I've also been able to determine how EASILY and AUTOMATICALLY and MINDLESSLY I've used food as a drug, an elixir, a temporary distraction, a panacea. And on the flip side, I am so aware of how FUCKING GOOD my body feels when filled with clean fuels! No more aches. No more lethargy. I receive clear messages from my body that are not filtered through sugar and caffeine and processed foods. So when my body is tired, I rest. My energy doesn't spike as radically as it once did. I'm also better able to observe my emotions and try to understand where they originate rather than reacting and externalizing.

And I've also lost SIXTEEN POUNDS since the beginning of the year. For sure I attribute the weight loss to taking better care of myself and predominantly my diet. But I've also been able to see where my body clung to the excess weight for stability and grounding. I am feeling so much more grounded, and in response, my body is steadily shedding the excess weight. And unlocking more REAL energy; not the faux energy I've been flying on all these years.

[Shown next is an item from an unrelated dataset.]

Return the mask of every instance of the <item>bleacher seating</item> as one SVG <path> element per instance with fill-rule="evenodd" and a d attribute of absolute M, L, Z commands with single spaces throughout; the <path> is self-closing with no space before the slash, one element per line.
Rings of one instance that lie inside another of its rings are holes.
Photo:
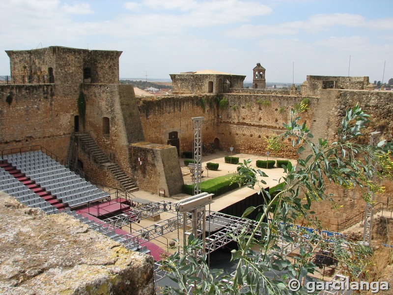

Like everyone, I still have to work very hard to love myself and accept myself exactly as I am right now. It's easy to love yourself when you're at your ideal weight and your doing everything "right." The real struggle is accepting your own intrinsic value that is so much deeper than the outside package.

Like my yoga practice, I strive for just a millimeter of growth each day. A deeper glimmer of awareness. A stronger connection to atman.

Annica! Annica! Annica! Be happy! Be happy! Be happy!